Before you can answer, Feferi is. “I was just trying on some of Kanaya’s clothes, and she got mad at me!”

“You what?!” You rise to your feet, Moschino still in hand. “You destroyed my wardrobe! You didn’t even ask! If you’d waited, I would have probably said yes, and helped you instead of having you break everything!”

“Can’t you fix it?”

What stings is that the question doesn’t come from Feferi. It comes from Rose, an innocent look on her face as you turn to stare at her.

“It’s silk georgette, Rose, and she tore it. Not to mention she destroyed half my clothes—when am I supposed to have time to fix these?” You shake the dress at her.

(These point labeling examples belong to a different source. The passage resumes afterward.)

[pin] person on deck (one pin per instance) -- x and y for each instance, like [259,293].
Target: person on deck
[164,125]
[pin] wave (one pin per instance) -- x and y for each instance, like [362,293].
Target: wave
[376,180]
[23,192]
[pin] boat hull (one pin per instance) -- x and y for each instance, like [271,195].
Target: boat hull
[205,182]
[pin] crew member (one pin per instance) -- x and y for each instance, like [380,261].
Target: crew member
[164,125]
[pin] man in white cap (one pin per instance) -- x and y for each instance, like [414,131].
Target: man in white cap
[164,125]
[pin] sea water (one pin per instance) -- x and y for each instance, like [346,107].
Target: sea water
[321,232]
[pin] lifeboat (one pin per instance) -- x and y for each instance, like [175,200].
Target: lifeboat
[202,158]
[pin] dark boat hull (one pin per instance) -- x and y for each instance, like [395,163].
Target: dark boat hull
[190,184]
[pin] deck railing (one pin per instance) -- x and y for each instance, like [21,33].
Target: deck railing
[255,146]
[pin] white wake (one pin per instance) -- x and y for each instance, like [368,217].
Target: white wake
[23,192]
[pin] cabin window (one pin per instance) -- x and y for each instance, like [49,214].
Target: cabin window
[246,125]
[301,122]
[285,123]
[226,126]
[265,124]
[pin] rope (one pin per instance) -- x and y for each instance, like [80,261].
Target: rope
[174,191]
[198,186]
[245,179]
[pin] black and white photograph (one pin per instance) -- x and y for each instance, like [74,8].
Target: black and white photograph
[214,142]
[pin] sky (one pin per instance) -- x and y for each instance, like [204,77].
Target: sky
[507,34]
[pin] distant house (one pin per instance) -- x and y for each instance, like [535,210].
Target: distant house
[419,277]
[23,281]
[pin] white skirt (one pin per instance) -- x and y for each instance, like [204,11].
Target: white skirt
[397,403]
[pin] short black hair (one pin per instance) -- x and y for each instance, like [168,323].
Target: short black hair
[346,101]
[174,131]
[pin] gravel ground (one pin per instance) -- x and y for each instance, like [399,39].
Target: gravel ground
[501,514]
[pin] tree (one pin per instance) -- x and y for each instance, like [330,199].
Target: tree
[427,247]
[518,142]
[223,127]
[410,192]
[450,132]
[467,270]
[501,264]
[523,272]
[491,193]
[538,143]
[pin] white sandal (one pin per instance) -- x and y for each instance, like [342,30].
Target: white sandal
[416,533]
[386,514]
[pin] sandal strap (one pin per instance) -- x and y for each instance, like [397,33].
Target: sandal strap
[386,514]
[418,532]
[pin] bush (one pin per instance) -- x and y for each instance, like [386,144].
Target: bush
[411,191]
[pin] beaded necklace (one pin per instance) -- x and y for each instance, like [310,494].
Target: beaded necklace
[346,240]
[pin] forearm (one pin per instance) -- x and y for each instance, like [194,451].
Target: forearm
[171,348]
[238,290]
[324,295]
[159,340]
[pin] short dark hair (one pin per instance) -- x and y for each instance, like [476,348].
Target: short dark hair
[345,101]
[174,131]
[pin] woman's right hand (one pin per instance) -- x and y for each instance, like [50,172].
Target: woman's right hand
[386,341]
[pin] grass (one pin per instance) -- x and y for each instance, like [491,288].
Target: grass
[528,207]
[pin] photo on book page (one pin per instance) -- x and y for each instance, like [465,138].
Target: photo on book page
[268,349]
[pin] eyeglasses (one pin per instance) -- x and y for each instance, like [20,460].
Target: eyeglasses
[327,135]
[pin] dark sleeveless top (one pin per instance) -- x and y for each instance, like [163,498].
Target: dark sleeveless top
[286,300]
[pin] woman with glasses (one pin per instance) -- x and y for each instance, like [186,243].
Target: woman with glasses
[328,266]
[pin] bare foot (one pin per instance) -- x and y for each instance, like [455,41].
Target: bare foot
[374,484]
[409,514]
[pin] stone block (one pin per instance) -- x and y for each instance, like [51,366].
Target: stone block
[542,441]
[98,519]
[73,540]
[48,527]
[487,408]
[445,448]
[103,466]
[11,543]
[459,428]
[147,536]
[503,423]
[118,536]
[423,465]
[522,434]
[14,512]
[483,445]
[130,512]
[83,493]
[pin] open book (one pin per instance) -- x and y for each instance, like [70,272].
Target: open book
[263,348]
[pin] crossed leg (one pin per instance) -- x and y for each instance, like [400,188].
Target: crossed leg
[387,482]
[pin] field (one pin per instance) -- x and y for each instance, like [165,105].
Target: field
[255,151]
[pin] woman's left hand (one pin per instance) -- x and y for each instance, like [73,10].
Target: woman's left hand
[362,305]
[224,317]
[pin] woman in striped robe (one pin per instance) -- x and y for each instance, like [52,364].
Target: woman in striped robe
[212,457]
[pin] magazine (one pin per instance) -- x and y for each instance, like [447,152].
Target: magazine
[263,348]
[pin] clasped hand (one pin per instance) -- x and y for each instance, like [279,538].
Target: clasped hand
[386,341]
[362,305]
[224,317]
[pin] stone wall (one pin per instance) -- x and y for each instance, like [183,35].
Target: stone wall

“Well, I can help to buy new—”

“No! No! Feferi is not a puppy, Rose, this is not like a dog chewing on a pair of Jimmy Choos! I just—I can’t take this anymore!” You press the heel of one hand into your eye, trying to stem the flow of tears. “I’m leaving.”

“Leaving? Wait, Kanaya, wait!” Rose follows you as you storm out of the bedroom. “Kanaya, wait!”

You pause, turning to hug your matesprit. Girlfriend. Whatever she is. “Rose,” you say as you hold her face by the chin in a delicate grip, “I love you, dearly. But I can’t deal with this. With her. I’m just going to Jade’s, okay?”

You don’t think you’ve ever seen her look so upset, and she takes your hand in both of hers to kiss your fingers. “Okay,” she finally says in a small voice. “Text me?”

“I will.” You kiss her forehead in return.

To her credit, Feferi has gone off to sulk in the kitchen, and Rose sits quietly on the bed as you pack your carry-on. You don’t expect to be gone for long, and you’ll be going to work most days, but you always over-pack in case you need an outfit for an unplanned event. You text Jade as you pack, and she’s slow in responding, but she’s fine with you coming over.

Rose’s goodbye kiss is kind of desperate and sad, and she pulls you close again the first time you head for the door, but she lets you go the second time and locks the door behind you.